Six months after the release of Windows 8, Microsoft’s top Windows executives Julie Larson-Green and Tami Reller have been forced to explain some of the design decisions that went into it.
For instance, why did Microsoft kill the Start button from the “desktop mode,” when so many people were upset about the change? And is to coming back? (Answer: Microsoft is talking about it, but won’t commit to it.)
Remember, Larson-Green previously worked on Microsoft Office where she was involved in another design decision that baffled loyal Office users: replacing the classic menus with Ribbon menus, forcing users to relearn how to find all of the software’s commands and features.
Last week, speaking at the 2013 WIRED Business Conference in New York, Larson-Green explained how Microsoft thinks about product design:
‘We’re principled in the direction that we’re heading but we’re not going to be stubborn. It’s not to spite you.”

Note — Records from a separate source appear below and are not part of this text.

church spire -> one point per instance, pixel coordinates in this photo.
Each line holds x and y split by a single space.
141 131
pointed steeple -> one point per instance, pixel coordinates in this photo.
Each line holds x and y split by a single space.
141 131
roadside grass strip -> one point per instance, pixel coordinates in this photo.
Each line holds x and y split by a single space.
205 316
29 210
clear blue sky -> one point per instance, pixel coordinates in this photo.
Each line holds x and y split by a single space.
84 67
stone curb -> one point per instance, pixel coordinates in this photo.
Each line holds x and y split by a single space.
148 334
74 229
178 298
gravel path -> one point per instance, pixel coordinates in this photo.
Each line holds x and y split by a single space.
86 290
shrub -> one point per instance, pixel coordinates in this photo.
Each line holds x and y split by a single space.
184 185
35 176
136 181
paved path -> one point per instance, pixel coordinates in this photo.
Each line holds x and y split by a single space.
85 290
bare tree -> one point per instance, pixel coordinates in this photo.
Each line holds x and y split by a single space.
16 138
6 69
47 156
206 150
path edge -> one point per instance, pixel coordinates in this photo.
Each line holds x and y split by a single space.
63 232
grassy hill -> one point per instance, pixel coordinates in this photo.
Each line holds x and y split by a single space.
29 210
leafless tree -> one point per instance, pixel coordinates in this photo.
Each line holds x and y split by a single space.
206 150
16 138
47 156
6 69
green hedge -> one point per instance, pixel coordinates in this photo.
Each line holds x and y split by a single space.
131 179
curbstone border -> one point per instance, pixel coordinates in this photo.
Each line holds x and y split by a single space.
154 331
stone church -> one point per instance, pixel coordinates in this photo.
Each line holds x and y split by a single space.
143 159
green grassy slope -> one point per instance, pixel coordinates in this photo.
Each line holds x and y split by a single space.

Today, Tami Reller, Windows marketing chief and CFO, speaking at the JP Morgan Technology conference, added:
“When you have 1.3 billion customers using your product … you need to have a vision … so that you have everyone working on Windows, including the eco-system, knows where you’re headed and can go there with you. But that doesn’t mean you aren’t listening consistently and constantly … to what customers are asking for.”
Reller said that the Windows team has already released 739 updates to Windows 8.
We’ll soon see how well the Windows team is really listening. Windows 8.1, code-named Windows Blue, will be previewed in June and everyone is hoping it fixes the design changes that have most annoyed users.